Community Rating: 3.32
Total Votes: 41
Wikipedia https://en.wikipedia.org/wiki/Battle_Arena_Toshinden
Video Link https://www.youtube.com/watch?v=KgkJQcNmH6k
Overview
In Battle Arena Toshinden eight world renown weapon fighters have been invited to a mysterious tournament. It is one of the first one-on-one beat-em-ups to feature the ability to sidestep a full 360 degrees around the opponent allowing one to strike from any angle. Aside from the 3d movement, Toshinden's game play can be considered similar to Street Fighter, but in 3d and with a little less depth to the moves.
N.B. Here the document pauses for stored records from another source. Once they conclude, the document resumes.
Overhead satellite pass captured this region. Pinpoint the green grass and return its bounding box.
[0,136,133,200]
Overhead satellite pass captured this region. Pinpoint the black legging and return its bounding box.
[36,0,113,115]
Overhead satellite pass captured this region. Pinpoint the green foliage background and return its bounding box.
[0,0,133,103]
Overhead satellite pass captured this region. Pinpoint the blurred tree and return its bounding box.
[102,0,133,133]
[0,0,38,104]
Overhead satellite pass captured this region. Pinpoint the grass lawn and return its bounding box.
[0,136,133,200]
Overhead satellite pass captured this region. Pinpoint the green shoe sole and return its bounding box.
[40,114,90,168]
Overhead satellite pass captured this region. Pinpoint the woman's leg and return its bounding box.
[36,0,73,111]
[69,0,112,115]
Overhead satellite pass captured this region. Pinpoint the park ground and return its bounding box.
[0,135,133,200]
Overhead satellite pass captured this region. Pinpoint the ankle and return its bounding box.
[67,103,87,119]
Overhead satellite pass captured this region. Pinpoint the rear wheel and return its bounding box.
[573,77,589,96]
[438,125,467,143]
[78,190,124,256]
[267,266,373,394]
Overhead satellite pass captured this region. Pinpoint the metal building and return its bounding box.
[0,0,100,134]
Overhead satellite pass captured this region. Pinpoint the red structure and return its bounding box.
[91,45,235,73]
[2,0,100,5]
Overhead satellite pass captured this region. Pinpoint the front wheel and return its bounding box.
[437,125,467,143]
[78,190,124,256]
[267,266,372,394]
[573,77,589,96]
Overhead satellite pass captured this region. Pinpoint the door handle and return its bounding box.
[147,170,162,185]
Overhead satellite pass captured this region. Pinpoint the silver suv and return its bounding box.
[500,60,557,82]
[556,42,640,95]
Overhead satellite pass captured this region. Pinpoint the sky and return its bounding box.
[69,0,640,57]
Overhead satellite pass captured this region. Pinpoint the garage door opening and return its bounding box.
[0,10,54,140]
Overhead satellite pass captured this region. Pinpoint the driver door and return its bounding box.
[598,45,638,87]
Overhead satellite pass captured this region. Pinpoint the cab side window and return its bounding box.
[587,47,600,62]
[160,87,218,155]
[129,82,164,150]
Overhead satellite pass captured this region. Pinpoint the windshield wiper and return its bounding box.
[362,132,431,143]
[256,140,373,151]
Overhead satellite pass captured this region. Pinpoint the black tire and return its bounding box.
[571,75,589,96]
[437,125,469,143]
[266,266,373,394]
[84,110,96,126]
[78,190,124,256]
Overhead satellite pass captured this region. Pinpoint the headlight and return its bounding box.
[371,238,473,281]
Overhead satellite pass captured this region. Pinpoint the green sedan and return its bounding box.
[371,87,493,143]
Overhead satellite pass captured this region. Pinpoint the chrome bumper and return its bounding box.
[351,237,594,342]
Two versions of Toshinden were released; for the Sony PlayStation and later a lesser known version for DOS PC's. However the PC version is not a straight port of the PlayStation version and plays and looks notably different despite sharing the same characters, attacks and controls. The U.S and E.U Playstation versions of Toshinden feature redone voices in English and redone music using different instruments. The lyrics on Sofia's stage music in the Japanese version, which were actually in English, were removed in the process, likely due to their suggestive nature. Sofia's and Ellis' voices in the English translation are also notably adjusted, for presumably the same reason; while the other characters English voices generally match the tones of the original Japanese voice actors, Sofia is far less suggestive sounding, while Ellis sounds notably older. The later Dos version of Toshinden however, uses the same audio as the Japanese Playstation version in all regions, albeit recorded at a considerably lower quality than they were on Playstation.